Increasing trade by creating more borders

What is the difference between macroeconomics and international macroeconomics or trade? There is a border. Just splitting an economy in two seems trivial, yet it matters. A lot. There is plenty of empirical evidence that borders matter. They inhibit trade. They allow for purchasing-power-parity deviations to persist. The economic well-being can differ dramatically across a border despite geographic similarities.
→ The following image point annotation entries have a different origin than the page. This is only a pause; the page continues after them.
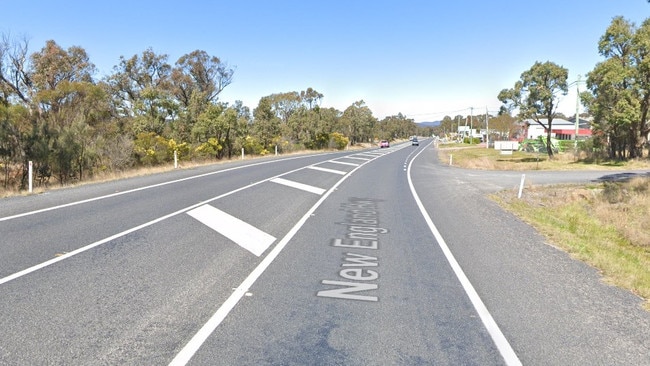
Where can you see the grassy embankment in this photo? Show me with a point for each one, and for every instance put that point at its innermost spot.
(603, 224)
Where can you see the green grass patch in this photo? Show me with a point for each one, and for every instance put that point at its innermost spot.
(572, 226)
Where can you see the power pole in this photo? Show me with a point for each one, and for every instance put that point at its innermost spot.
(471, 125)
(487, 130)
(575, 142)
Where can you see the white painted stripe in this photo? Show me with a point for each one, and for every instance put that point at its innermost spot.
(357, 158)
(301, 186)
(502, 344)
(343, 163)
(245, 235)
(6, 218)
(333, 171)
(184, 356)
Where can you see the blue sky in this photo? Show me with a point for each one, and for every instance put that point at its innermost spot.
(424, 59)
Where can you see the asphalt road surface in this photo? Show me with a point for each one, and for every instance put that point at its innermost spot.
(373, 257)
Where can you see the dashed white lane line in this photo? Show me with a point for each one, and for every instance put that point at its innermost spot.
(333, 171)
(245, 235)
(301, 186)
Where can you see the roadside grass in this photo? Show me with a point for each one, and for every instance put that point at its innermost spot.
(580, 221)
(106, 176)
(491, 159)
(604, 225)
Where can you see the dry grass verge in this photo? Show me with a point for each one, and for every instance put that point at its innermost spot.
(605, 225)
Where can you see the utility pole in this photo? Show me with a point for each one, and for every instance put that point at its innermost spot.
(471, 125)
(575, 142)
(487, 130)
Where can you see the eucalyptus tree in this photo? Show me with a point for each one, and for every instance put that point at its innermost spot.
(398, 126)
(358, 122)
(619, 86)
(142, 90)
(536, 95)
(69, 107)
(15, 78)
(266, 124)
(197, 80)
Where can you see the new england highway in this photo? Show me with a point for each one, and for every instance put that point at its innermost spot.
(366, 257)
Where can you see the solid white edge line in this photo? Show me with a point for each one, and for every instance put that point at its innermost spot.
(6, 218)
(125, 232)
(184, 356)
(502, 344)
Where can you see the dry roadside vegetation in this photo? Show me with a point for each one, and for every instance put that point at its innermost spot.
(605, 225)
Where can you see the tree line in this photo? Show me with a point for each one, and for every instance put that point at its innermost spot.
(617, 95)
(55, 113)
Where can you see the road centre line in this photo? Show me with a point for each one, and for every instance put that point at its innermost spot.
(144, 188)
(244, 234)
(301, 186)
(333, 171)
(502, 344)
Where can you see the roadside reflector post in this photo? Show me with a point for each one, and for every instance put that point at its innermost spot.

Emmanuelle Lavallée and Vincent Vicard note that the number of borders has considerably increased since World War II, with the number of countries going from 72 to 192. Given the border effect, this should be bad. But this has also a important side effect: transactions that were internal become international, thus boosting international trade statistics. Lavallée and Vicard find that measured international trade has increased by 9% solely because of new borders, but actual trade would have been 4% higher without those borders. While this is not negligible, we need to keep in mind that world trade has increased by a factor of 30 during this period.

2 comments:

Unknown said...

I would be interested to see the evidence for borders actually mattering for trade and economic well-being.

I can certainly see why they might matter, but I'm inclined to believe that any simple analysis will dramatically overstate the impact of borders, because the erection of borders is endogenous to relevant economic factors.

That is to say, when we see South Korea and North Korea "create" a border, and observe the well-being of their peoples (or perhaps just one of their peoples) go down, I expect that it went down not because of the border, but because of the reason behind the use of the 38th parallel as a demarcating line.

Agent Continuum said...

The "border puzzle" may or may not be there: http://ideas.repec.org/p/cii/cepidt/2002-01.html

I guess that the literature on FTAs might have something to say about how to handle the endogeneity of barriers to trade, to some limited extent.